Les autres ont tous soutenu l’Autriche dans sa demande de suspension d’un an du règlement, dont l’entrée en application est prévue à ce jour à la fin de l’année 2025. La proposition faite par la Commission européenne est jugée insuffisante (EUROPE 13735/4).
Plusieurs États membres ont estimé que le temps imparti pour adopter cette proposition était trop court, qu’il faudrait simplifier davantage le règlement et qu’une étude d’impact était nécessaire. La demande de création d’une catégorie de pays à 'risque nul' de déforestation importée a refait surface, la Slovaquie précisant qu’elle serait « tout à fait compatible avec les règles de l’Organisation mondiale du commerce » (OMC).
En réponse, la commissaire européenne à l'Environnement, Jessika Roswall, a estimé qu'une procédure de suspension d'un an (dite 'stop-the-clock') « ne ferait que repousser les décisions et [qu'ils] se retrouveraient dans la même situation exactement dans un an » alors que les opérateurs veulent plus de clarté sur le contenu comme sur le calendrier.

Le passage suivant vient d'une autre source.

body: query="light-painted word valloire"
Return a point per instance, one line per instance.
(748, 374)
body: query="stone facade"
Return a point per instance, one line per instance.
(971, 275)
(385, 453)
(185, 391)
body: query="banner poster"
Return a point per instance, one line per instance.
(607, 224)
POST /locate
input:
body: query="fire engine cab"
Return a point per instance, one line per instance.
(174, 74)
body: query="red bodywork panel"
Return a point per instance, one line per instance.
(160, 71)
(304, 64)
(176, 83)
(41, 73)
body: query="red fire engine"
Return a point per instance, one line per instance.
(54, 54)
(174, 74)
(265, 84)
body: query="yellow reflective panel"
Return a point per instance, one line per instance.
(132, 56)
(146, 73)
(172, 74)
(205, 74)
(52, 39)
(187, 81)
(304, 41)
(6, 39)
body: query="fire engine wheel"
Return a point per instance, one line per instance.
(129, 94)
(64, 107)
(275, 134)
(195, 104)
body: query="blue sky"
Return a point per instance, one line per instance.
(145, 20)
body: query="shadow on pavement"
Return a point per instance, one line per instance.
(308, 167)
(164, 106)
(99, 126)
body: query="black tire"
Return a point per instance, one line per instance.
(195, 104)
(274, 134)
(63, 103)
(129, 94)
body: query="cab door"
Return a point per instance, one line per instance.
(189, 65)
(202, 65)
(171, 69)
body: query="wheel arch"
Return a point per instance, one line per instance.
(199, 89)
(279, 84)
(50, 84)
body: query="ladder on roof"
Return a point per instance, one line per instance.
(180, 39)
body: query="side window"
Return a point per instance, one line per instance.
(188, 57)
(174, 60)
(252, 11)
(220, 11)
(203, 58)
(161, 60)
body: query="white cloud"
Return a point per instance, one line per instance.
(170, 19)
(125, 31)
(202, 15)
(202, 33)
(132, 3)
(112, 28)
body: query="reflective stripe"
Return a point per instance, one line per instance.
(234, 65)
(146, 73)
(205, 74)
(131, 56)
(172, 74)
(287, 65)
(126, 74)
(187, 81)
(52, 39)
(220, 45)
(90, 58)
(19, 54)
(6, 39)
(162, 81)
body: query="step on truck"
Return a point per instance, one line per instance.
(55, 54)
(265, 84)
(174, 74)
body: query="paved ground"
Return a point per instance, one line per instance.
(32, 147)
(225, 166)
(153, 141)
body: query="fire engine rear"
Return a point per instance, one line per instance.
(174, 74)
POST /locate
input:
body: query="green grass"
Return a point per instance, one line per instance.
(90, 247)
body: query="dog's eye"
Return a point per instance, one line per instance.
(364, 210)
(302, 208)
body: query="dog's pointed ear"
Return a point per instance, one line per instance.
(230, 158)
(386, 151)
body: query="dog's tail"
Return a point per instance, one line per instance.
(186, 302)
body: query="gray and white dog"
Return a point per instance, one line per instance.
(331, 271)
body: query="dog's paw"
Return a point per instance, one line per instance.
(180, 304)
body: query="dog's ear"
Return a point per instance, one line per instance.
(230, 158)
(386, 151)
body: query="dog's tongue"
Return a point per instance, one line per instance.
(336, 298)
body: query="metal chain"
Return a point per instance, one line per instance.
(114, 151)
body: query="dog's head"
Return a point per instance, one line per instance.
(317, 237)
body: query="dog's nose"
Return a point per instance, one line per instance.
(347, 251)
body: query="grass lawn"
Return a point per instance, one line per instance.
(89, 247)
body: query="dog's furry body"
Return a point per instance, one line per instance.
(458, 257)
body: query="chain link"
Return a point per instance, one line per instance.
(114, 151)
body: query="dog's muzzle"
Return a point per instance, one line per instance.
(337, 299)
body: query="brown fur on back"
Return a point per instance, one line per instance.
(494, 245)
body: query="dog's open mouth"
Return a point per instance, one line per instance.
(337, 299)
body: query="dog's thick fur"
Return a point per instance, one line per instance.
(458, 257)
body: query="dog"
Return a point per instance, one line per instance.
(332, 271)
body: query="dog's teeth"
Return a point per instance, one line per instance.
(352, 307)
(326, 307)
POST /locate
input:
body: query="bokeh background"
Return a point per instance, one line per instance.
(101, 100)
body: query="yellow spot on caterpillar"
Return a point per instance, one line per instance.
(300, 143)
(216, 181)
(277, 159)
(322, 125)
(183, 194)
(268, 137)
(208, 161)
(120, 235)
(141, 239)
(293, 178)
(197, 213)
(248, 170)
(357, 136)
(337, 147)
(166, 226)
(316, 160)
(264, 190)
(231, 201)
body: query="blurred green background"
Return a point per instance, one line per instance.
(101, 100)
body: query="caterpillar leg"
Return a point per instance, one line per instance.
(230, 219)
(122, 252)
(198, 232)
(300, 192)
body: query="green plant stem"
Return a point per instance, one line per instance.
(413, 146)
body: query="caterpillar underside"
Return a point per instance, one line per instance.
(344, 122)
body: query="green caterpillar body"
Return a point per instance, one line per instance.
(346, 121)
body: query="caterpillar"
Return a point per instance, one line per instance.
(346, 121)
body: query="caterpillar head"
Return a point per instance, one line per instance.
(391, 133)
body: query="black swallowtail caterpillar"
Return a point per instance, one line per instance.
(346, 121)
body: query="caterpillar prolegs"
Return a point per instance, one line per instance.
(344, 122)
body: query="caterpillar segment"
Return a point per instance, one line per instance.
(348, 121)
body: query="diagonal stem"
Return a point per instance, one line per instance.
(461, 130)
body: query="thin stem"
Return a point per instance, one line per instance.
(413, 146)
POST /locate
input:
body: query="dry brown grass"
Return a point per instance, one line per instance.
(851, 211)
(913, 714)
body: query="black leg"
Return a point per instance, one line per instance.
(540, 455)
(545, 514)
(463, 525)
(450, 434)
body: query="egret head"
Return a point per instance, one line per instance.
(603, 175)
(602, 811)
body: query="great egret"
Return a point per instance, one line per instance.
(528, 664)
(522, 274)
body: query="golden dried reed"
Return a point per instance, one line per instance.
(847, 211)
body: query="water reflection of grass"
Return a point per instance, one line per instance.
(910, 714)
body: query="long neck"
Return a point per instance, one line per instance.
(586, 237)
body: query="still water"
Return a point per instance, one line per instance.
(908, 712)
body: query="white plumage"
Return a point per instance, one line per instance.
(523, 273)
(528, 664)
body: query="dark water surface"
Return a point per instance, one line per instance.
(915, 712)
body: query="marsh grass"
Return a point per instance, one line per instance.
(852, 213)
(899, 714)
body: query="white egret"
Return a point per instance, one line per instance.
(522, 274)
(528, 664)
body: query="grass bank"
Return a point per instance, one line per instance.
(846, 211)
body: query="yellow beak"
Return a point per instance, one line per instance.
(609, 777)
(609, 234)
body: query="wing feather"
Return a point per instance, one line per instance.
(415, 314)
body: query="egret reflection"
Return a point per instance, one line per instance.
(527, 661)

La commissaire a prévenu qu'il existait déjà des exceptions pour la plupart des opérateurs qui viennent de pays à risque faible et que créer une quatrième catégorie prendrait du temps et risquerait de « diviser les opérateurs et les pays » alors qu'ils ne savent pas « combien de pays pourront être dans cette catégorie à 'risque zéro' de déforestation, même au sein de l'UE ».
Une contre-proposition pourrait venir du Conseil de l'UE.
Le règlement entrera en application à la fin de l'année si les colégislateurs ne parviennent pas à se mettre d'accord d'ici là. (Florent Servia)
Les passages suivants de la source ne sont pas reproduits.